Pourriez-vous nous rappeler quelque anecdote ou réaction que vos publications (notamment sur l’effet cliquet ou sur l’histoire révisionniste de la Grande Dépression) ont eues sur vos collègues universitaires plus traditionnels ?

Ces pans de mes publications ont été bien reçus par les économistes autrichiens et même par les historiens économiques plus classiques. Mes travaux sur l’accroissement de l’État sont souvent cités par les chercheurs de l’école des choix publics, les professeurs de science politique, les historiens, et d’autres chercheurs.

Mes publications sur la Grande Dépression ont cependant été ignorées presque entièrement par les macro-économistes traditionnels, sans doute à cause de leur insistance selon laquelle « si vous n’avez pas de modèles formels, vous n’avez rien ». Ils semblent également, pour la plupart, s’avérer incapables de comprendre que les séries de données sur la vraie production et sur le niveau des prix pendant la Seconde Guerre mondiale n’ont pas de sens (même pas le semblant de sens qu’ils peuvent avoir dans des conditions normales).
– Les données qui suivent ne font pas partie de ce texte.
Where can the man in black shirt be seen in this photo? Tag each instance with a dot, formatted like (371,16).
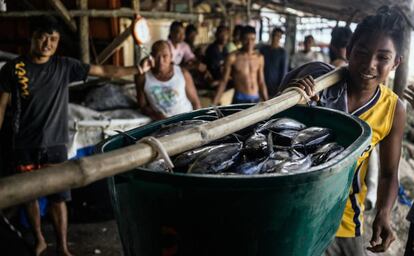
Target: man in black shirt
(217,52)
(276,62)
(34,88)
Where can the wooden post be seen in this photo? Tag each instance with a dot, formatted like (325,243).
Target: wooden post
(24,187)
(137,50)
(290,40)
(248,11)
(84,33)
(114,45)
(190,6)
(401,74)
(64,13)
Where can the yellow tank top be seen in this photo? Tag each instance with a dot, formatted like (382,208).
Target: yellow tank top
(379,114)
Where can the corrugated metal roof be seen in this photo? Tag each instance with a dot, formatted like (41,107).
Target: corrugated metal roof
(353,10)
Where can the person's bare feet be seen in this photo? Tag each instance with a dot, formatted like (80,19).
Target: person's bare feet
(65,253)
(40,247)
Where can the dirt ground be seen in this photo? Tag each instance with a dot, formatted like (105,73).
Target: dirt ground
(100,238)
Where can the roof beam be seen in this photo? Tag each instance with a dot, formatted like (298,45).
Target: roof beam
(123,12)
(114,45)
(64,14)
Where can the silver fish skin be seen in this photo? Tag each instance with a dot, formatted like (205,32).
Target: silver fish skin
(286,166)
(326,152)
(217,160)
(311,137)
(256,143)
(183,160)
(280,124)
(177,127)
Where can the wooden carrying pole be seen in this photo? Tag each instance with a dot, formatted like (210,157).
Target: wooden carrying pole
(21,188)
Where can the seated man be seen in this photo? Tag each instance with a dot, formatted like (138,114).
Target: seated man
(245,66)
(165,89)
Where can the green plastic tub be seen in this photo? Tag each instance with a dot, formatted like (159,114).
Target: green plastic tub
(189,214)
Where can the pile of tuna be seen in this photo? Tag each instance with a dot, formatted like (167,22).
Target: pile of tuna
(281,146)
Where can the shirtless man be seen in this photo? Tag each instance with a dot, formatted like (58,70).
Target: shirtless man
(245,67)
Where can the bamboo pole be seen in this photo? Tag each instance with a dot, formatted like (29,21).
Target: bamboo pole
(84,33)
(114,45)
(21,188)
(63,12)
(123,12)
Quelqu’un m’a appris qu’il existe un nouvel article, rédigé par Robert J. Gordon et Robert Krenn, sur la fin de la Grande Dépression. Ces auteurs parlent de l’argument que j’ai proposé selon lequel la Seconde Guerre mondiale n’a pas mis fin à la Dépression (même s’ils ne citent aucune de mes publications directement), en concluant que mon argumentation est complètement erronée. Cependant, étant donnés leurs commentaires sur mes recherches – à la fois en s’acharnant sur un épouvantail qu’ils ont eux-mêmes créé et d’autres part en ignorant mon argumentation en s’appuyant sur des données que j’avais démontré sans valeur – je pense qu’ils n’ont en fait pas vraiment lu mon ouvrage qui s’intitule Depression, War, and Cold War (la version de 2009, en livre de poche, celle qui semble être leur référence erronée).

Cependant, dans un article publié en février 2010 par la Direction générale des affaires économiques et financières de la Commission européenne, le macro-économiste Paul van den Noord cite respectueusement mon argument sur l’incertitude des régimes politiques dans la deuxième partie des années 1930 comme une contribution remarquable envers une interprétation défendable des événements macroéconomiques de cette période.